Maybe, just maybe, when Congress gets back to business after Labor Day, it will show more generosity in forgiving the external debts of the world's poorest countries.

We certainly hope so.

Some of these countries pay more on their debts than they do for education and health. Their people suffer from widespread illiteracy, declining health, a deteriorating economy.

So it is sad that in an age of extraordinary prosperity, the rich nations have dawdled and dawdled on debt relief on $90 billion owed by 33 countries with severe debt problems.

The United States ranks among the chief dawdlers.

James McDonald, vice president of Bread for the World, recalls the debt issue coming up in the mid-1980s. "It has been a long haul," he says.

But in lobbying Congress on behalf of Jubilee 2000, a coalition of 30-plus religious and other nonprofit groups campaigning for debt relief, Mr.

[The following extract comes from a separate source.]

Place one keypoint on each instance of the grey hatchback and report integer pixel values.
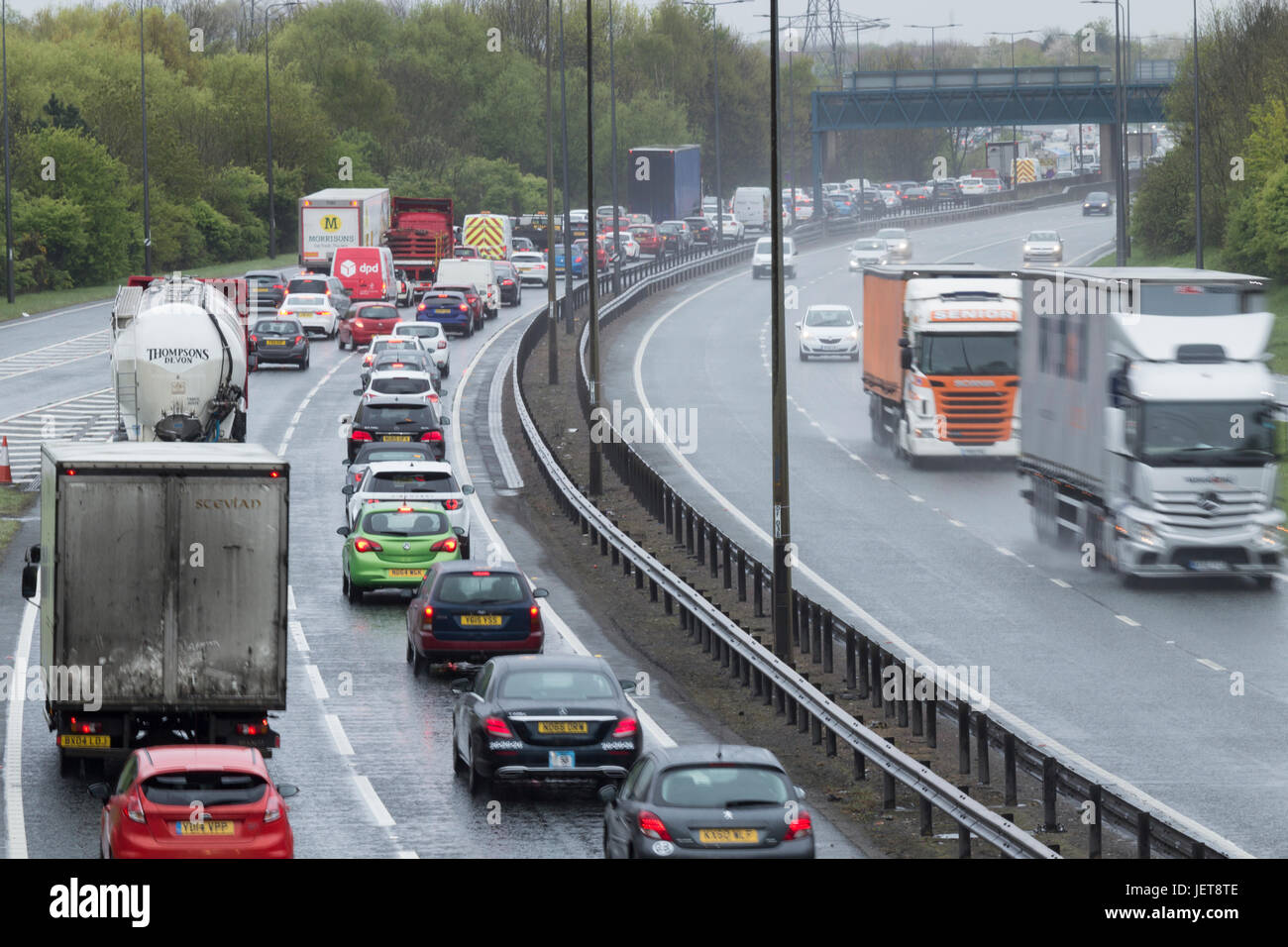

McDonald sees "a dramatic change for the better in the last two weeks."

With the support of 26 Republicans, the House in mid-July passed an amendment to a foreign operations appropriations bill bringing debt-relief funding for fiscal year 2001 to $225 million. That was much better than the $69 million approved earlier by a subcommittee. It remains half of the $435 million the Clinton administration seeks to fulfill its commitment to the international debt-relief plan OK'd last year by the G-7 nations and reapproved in Okinawa last month by the same wealthy nations.

The amendment, offered by Maxine Waters (D) of Calif., passed narrowly 216 to 211. The Senate has voted only $75 million. Bread for the World hopes a conference committee will approve the full $435 million.

Congress should also allow the International Monetary Fund to revalue more of its gold reserves to fund its own debt-relief program for the poor countries that owe it money.

Opposition to these debt-relief efforts hangs somewhat on the general thesis that you don't pour money down a rat hole. And it's true that some African dictators and corrupt politicians, sometimes backed by the US, sent huge pilfered sums to bank accounts in Europe. Currently, some nations are wasting money on brutal warfare over diamonds or ethnic disputes.

Enough controls have now been implemented in the debt-relief program, however, that chances for huge wastage are relatively slim.

Every year, 4 million children die in sub-Sahara Africa from easily preventable malnutrition and disease. Debt relief would allow more funds to be used to combat such problems.

"The children of Africa cannot wait another year for Congress to open the purse strings," says Rev. David Beckmann, president, Bread for the World.